Guardrails & safety¶

Safety is built on hook points: tool output is treated as untrusted data, and blocking guardrails stop the run cleanly (a guardrail stop reason, not a crash).

PII redaction¶

Redacts email / SSN / credit-card / phone / IPv4 from tool output before it reaches the model or the trace, and from the final answer:

from spine_middleware import PIIRedaction

agent = Agent("openai:gpt-4o-mini", tools=tools, middleware=[PIIRedaction()])

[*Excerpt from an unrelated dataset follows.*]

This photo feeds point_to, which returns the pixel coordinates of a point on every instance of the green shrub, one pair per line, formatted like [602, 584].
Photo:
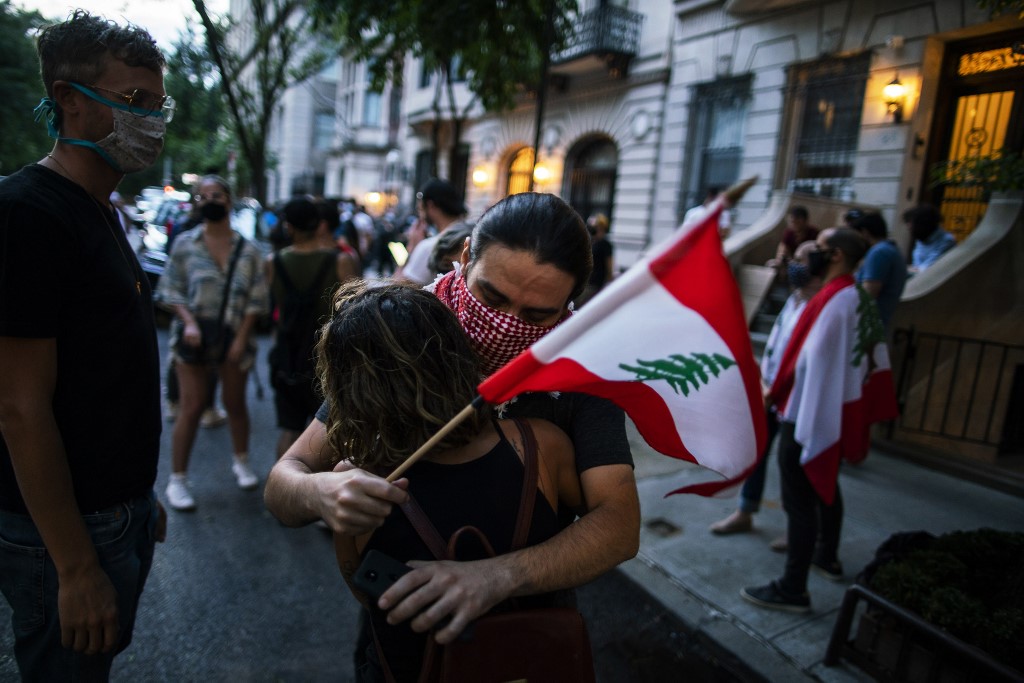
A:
[968, 583]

Prompt-injection screening¶

Treats tool output as untrusted — annotate with a caution banner (default) or block on injection patterns:

from spine_middleware import PromptInjectionScreen

# annotate (default) — wrap suspicious output so the model treats it as data
PromptInjectionScreen()
# or hard-block
PromptInjectionScreen(action="block")

Content policy¶

Block the user input and/or the final answer on banned patterns or a custom predicate:

from spine_middleware import ContentPolicy

ContentPolicy(banned=["password", "ssn"])
ContentPolicy(validate=lambda text: len(text) < 2000)

Reliability primitives¶

Middleware	Protects against
`CircuitBreaker`	repeated provider failures — fail fast for a cooldown
`RateLimit`	exceeding a call budget (token bucket)
`Idempotency`	duplicate side effects on retries
`Sandbox`	runaway CPU/memory in a sync tool (subprocess + rlimits)

Per-tenant budgets¶

Enforce a cumulative cost/token ceiling per tenant across many runs:

from spine_middleware import TenantBudget

budget = TenantBudget(max_cost_usd=10.0)
agent = Agent("openai:gpt-4o-mini", middleware=[budget], tenant_id="acme")

Sandbox scope

Sandbox is a resource sandbox (stops runaway CPU/memory/hangs), not a security jail. For genuinely untrusted code use a container or VM boundary.